Outre-Atlantique, la menace des droits de douane sur les importations pharmaceutiques semble continuer de porter ses fruits. Dernier laboratoire à avoir choisi d’anticiper la nouvelle réglementation voulue par l’administration Trump : AstraZeneca.
Le géant suédo-britannique a révélé son intention d’injecter 50 milliards de dollars aux États-Unis d’ici 2030, réalisant ainsi son plus gros investissement dans la production à ce jour. Une initiative qui devrait entrainer la création de « dizaines de milliers » de nouveaux emplois sur le sol américain, et permettre à AstraZeneca de se rapprocher de son objectif ambitieux d’atteindre 80 Mrds $ de chiffre d’affaires d’ici 2030, dont la moitié issue de ses ventes américaines.

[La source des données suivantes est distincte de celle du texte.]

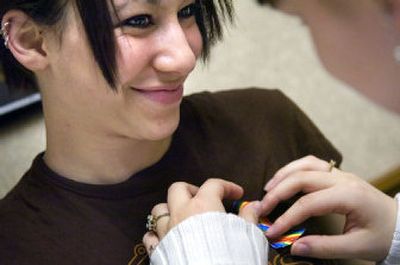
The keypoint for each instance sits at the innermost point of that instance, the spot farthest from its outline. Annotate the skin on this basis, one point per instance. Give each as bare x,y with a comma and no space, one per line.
185,200
86,122
354,40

Un nouveau site de production multifonctions
Pour atteindre ce but, le laboratoire a déjà prévu de dédier une partie des fonds débloqués à la construction d’une nouvelle usine en Virginie. Le site, ultra-polyvalent assurera la production de nombreux médicaments issus du portefeuille d’AstraZeneca.
Il permettra notamment au laboratoire de fabriquer son baxdrostat, un inhibiteur qui vient d’obtenir des résultats positifs de phase III contre l’hypertension, mais aussi ses médicaments, tels que le GLP-1 oral ou le PCSK9 oral, développés contre les maladies métaboliques. Globalement, l’usine, qui devrait être opérationnelle dans plusieurs années, sera en mesure de produire des petites molécules, des peptides et des oligonucléotides.

Par ailleurs, AstraZeneca entend allouer une partie de sa gigantesque enveloppe à l’extension de ses sites de production de Mount Vernon (Indiana) et de Coppell (Texas), ainsi qu’à celle de son centre de R&D de Gaithersburg (Maryland). Autant de projets qui doivent permettre au laboratoire de se prémunir contre la politique fiscale souhaitée par Donald Trump.
Une réponse à la menace des droits de douane
« Nous sommes fiers qu'AstraZeneca ait pris la décision d'implanter une production pharmaceutique substantielle sur notre territoire », s’est félicité Howard Lutnick, secrétaire d’État américain au commerce. Si les médicaments étaient initialement exclus des droits de douane, le président américain a depuis envisagé de les surtaxer à hauteur de 200 %.
De quoi pousser AstraZeneca à revoir le montant de ses investissements aux États-Unis, annoncés comme étant de 3,5 Mrds $ en novembre 2024. AstraZeneca rejoint ainsi la liste des entreprises pharmaceutiques ayant dévoilé des investissements colossaux aux États-Unis ces derniers mois, parmi lesquels Lilly, Sanofi, Novartis, J&J ou encore Roche.